We are going to make simulation to ensure Adaptive Range Filter performance and ability to solve current and future Eth1.x tasks:

  • moving load from full nodes, we expect that full nodes will participate only in gossip after all
  • ability of network with big share of partial state nodes to handle imbalances of storage allocation and popularity
  • ability of network with big share of partial state nodes to execute all real world task for different type of clients
  • ability of full nodes to recover from partial state nodes after all full nodes are down
  • provide viable state and historical data store balancing strategy built over non-fuzzy stimulus

Just wanted to note that I enjoyed this read and I’m really happy to see other people stabbing at this with different approaches.

Adaptive range filters look great. I can see how they could be used to improve advertisements of what data each node on the network has in a really nice way. Specifically, in the DHT network design I was playing around with they would greatly improve the efficiency of how clients advertise which parts of the keyspace they have available.

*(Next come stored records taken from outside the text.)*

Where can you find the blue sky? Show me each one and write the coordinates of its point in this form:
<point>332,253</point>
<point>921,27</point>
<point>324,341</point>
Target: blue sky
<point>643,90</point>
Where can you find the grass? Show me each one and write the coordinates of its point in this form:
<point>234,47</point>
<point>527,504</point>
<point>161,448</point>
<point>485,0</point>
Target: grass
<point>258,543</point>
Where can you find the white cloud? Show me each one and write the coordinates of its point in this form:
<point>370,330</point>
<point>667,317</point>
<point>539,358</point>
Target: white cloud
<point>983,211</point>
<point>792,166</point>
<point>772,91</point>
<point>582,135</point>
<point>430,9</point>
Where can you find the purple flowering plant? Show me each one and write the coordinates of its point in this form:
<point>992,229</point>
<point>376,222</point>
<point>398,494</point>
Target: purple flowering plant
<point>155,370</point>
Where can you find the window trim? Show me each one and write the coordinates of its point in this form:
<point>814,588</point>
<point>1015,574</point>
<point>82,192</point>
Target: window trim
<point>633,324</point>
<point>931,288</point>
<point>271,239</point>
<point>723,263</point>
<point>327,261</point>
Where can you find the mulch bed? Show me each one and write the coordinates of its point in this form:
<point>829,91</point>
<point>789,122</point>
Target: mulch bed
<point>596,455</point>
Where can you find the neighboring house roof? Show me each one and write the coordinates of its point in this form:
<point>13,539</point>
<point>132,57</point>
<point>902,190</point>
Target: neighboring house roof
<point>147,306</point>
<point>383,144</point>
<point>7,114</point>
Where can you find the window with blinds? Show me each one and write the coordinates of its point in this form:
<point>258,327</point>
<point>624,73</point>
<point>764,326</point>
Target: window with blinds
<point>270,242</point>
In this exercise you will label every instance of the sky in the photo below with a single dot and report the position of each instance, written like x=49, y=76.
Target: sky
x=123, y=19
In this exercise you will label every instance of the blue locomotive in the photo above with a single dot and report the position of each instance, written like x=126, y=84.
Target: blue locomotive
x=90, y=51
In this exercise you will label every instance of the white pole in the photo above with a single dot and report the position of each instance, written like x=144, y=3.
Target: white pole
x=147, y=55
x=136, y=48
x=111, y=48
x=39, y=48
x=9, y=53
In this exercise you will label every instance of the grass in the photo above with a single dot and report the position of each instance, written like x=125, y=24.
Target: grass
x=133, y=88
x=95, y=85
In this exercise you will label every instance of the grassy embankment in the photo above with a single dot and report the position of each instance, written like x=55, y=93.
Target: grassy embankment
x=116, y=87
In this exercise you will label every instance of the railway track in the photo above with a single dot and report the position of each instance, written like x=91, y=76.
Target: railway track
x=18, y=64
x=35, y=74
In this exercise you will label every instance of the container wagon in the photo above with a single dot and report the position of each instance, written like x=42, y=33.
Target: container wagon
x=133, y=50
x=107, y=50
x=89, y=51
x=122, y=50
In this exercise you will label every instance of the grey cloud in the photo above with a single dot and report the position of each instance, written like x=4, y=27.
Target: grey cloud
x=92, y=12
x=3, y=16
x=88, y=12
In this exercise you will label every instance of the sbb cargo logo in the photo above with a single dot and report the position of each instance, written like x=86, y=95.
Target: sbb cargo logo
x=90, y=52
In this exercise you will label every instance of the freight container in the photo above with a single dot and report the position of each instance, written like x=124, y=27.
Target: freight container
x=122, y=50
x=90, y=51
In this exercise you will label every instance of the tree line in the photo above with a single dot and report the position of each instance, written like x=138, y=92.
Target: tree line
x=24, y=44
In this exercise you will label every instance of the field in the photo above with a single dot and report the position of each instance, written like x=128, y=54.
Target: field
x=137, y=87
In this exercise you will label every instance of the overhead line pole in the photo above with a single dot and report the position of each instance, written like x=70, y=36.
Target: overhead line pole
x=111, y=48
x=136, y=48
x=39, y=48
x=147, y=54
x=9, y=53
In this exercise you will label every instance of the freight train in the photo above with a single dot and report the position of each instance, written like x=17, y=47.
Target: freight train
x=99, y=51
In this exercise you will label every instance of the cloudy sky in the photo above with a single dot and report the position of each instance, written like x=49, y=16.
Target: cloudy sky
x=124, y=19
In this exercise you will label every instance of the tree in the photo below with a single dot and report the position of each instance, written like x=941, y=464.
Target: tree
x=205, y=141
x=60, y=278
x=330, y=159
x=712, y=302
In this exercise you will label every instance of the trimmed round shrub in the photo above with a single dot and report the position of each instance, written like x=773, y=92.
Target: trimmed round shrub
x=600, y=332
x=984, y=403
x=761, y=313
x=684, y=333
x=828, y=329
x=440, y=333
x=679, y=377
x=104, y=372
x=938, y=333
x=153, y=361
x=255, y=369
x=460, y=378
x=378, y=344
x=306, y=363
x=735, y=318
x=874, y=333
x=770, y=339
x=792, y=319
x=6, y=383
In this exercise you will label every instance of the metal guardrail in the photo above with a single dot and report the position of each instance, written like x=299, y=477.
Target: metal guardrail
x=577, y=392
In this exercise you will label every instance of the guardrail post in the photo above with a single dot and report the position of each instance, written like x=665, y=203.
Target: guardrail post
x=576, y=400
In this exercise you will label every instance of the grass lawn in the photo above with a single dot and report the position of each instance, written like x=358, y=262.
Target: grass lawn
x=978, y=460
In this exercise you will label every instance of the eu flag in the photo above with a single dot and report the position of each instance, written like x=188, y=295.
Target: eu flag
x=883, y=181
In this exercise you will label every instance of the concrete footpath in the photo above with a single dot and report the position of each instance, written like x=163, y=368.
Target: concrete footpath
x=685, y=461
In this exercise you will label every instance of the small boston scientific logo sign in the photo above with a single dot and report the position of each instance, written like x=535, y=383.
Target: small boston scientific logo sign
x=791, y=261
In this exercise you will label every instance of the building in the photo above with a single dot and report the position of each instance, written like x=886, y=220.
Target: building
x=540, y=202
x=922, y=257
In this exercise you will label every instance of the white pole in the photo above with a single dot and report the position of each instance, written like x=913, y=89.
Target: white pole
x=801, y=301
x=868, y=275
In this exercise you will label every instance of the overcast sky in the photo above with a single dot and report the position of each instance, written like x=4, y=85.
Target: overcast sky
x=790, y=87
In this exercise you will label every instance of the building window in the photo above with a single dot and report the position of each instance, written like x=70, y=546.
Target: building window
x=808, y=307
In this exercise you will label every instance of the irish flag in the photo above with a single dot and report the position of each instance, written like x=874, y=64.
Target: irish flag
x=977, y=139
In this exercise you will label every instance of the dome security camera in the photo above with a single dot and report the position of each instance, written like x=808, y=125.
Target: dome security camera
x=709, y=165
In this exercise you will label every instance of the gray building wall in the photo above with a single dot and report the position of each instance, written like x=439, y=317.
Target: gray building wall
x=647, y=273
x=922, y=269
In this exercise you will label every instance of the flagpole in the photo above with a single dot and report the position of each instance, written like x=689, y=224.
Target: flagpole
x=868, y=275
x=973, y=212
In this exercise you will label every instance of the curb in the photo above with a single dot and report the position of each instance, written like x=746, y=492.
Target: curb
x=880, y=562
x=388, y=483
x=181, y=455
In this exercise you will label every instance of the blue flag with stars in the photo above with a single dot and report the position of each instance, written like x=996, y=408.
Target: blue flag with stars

One thing that I’d like to point out which is specific to the current Ethereum state and shape of the tree is that contract storage is notoriously difficult to shard. While the overall account trie divides up easily along predictable boundaries since it has a near uniform distribution, the dangling contract storage tries vary widely in how large they are. At least under the current trie structure, I’ve yet to see any proposed approach that would allow us to divide this data up in a manner that evenly distributes the keys while still maintaining other necessary properties for efficient retrieval (which tend to take the form of requesting ranges of the data). I’ll be honest that I haven’t explored the solution space of actually re-shaping the trie, but I’m curious if this is an area that you’ve given much thought.